How a Scratch from Basketball Practice Killed an 11 Year-Old

Parents like to hang onto their kids. They’re sentimental that way.

And so I cannot imagine the utter helplessness, frustration, and grief Cieran and Orlaith Staunton must have felt when their 11 year-old son Rory became critically ill and later died from a scratch on his arm.

What the Queens, New York, couple didn’t know is that Rory’s scratch from basketball practice had become infected with streptococcus pyrogenes bacteria, and over the next few days would turn into Toxic Shock Syndrome. TSS is an acute form of sepsis, an infection that makes its way into the blood and soft tissue; and a common cause of death in hospitals.

On March 29, 2012, the morning after Rory’s vomiting and leg pain began, he had a temperature of 104. His parents took him to their pediatrician, Dr. Susan Levitzsky, reports said. Rory could barely walk. He vomited and his skin became blotchy when pressed. But the pediatrician told them the scratch had nothing to do with it. And she sent them home.

Later that day emergency room doctors misdiagnosed the boy’s worsening symptoms as the stomach flu. Once again the Stauntons went home, this time with instructions to give him Tylenol.

When they called Dr. Levitzky’s office the next day she prescribed “crackers and fluid.”  And as per her advice, they returned to ER, their son in so much pain that it hurt to be touched.

Rory Staunton died two days later in intensive care.

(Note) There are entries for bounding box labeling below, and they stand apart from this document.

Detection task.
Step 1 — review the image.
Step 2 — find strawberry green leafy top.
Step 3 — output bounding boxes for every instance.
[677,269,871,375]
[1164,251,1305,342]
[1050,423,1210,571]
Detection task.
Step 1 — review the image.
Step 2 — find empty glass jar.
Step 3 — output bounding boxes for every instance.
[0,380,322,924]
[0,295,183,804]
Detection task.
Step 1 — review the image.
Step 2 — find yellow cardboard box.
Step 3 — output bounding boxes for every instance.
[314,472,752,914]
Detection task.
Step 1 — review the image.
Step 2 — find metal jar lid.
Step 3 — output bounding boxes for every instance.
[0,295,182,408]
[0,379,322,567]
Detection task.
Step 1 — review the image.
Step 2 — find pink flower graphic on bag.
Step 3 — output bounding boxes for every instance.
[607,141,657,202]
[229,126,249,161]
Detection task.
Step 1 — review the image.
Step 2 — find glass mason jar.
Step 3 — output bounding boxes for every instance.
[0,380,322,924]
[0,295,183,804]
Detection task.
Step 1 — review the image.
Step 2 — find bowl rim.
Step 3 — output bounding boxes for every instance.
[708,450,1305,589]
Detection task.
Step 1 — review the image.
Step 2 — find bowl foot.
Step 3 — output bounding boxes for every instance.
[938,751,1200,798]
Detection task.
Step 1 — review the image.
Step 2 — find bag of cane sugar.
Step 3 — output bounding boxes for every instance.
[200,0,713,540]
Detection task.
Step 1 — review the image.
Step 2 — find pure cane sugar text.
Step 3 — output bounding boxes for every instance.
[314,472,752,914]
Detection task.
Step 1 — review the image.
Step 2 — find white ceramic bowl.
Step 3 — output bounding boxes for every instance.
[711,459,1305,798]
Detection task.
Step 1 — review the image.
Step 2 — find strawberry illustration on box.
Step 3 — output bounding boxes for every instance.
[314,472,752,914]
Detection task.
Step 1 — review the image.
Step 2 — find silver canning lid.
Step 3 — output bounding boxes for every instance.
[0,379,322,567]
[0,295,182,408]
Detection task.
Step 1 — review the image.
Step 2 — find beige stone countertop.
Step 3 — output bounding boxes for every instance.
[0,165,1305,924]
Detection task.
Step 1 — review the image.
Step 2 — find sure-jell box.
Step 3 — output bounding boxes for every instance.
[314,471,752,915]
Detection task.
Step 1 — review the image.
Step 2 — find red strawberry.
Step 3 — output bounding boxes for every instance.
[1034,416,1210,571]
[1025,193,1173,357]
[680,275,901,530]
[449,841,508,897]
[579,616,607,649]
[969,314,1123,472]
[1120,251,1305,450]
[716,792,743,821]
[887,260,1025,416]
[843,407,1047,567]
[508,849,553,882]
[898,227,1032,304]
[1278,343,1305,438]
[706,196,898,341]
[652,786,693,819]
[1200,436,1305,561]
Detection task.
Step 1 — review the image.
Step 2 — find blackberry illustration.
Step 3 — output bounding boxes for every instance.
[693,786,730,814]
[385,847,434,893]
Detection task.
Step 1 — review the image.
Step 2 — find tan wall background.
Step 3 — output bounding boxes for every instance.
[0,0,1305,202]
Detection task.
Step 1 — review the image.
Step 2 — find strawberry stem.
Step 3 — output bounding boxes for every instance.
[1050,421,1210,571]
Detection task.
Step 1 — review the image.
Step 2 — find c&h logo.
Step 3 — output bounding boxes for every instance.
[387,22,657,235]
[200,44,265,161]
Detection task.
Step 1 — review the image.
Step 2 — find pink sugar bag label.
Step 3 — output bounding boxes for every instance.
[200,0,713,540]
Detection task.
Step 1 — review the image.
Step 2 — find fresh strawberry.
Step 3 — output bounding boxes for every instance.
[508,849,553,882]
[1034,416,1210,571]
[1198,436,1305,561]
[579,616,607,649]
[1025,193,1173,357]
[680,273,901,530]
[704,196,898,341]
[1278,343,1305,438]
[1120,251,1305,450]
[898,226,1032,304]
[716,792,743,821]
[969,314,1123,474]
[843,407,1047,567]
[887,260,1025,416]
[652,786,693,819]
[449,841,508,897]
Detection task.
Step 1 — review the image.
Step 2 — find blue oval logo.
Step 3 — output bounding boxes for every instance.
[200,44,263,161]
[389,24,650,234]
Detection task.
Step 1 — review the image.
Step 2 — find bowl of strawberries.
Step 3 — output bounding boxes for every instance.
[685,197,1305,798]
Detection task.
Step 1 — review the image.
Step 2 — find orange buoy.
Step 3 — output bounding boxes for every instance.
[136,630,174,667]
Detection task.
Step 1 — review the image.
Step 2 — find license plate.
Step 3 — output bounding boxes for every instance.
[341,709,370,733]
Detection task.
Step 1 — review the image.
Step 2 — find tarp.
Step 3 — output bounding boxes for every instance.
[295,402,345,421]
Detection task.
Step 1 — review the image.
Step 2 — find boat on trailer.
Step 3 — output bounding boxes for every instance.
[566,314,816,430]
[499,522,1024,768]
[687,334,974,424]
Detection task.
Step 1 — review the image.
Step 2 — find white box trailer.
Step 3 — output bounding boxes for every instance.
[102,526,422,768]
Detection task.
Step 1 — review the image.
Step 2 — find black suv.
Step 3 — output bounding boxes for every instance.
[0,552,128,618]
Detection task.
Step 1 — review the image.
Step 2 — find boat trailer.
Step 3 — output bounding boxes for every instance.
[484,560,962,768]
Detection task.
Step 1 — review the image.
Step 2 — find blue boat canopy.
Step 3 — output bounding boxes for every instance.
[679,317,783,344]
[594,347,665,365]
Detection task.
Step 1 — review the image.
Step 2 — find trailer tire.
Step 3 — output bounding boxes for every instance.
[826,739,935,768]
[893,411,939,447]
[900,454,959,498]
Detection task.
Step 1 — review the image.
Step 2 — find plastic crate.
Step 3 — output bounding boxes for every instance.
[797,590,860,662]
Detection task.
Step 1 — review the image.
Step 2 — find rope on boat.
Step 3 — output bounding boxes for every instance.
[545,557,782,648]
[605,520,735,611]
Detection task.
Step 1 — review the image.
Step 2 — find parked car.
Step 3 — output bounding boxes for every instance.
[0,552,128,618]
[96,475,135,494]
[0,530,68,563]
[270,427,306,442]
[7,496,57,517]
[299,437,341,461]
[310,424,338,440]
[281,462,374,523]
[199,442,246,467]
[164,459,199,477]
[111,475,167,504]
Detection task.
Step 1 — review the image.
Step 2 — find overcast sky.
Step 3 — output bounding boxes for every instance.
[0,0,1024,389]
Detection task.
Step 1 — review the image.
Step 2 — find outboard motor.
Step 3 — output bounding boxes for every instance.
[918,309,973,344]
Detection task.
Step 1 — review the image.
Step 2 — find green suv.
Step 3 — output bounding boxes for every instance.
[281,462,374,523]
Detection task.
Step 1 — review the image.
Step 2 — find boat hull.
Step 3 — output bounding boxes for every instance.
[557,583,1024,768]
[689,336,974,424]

Why had none of the doctors recognized the symptoms of septic shock? I can’t help but wonder if the Staunton’s pediatrician, or the hospital, would have been penalized for admitting the boy for further testing. Was he not sick enough?

I experienced toxic shock symptoms in college. I had recently read a magazine article about a young woman who died of TSS caused by tampons and immediately understood that my “flu” probably wasn’t the flu at all. I was lucky. I found out in time.

Remember John Grisham’s novel, The Rainmaker? The insurance company preyed upon poor, working people who forked over monthly premiums year after year. But they never paid a claim upon the first request. Company policy, as it turned out. And when a critically-ill young man needed life-saving treatment, they didn’t pay at all.

You would think that with malpractice lawsuits on the rise it would have made sense to check Rory out completely.

In spite of their heartbreaking loss, the Stauntons are using their experience to help others. They want to instate a law – Rory’s Law – that will require doctors to discuss children’s blood work before the doctor releases them.

I never lost a child due to malpractice, but I did have a medical scare.

One Saturday morning in November I bundled my 21-month old son in his snowsuit, still asleep in pajamas, and put him in his car seat. And then together with my husband and three-year-old, we drove out of the mountains toward the Denver foothills and the art show where I planned to exhibit that weekend.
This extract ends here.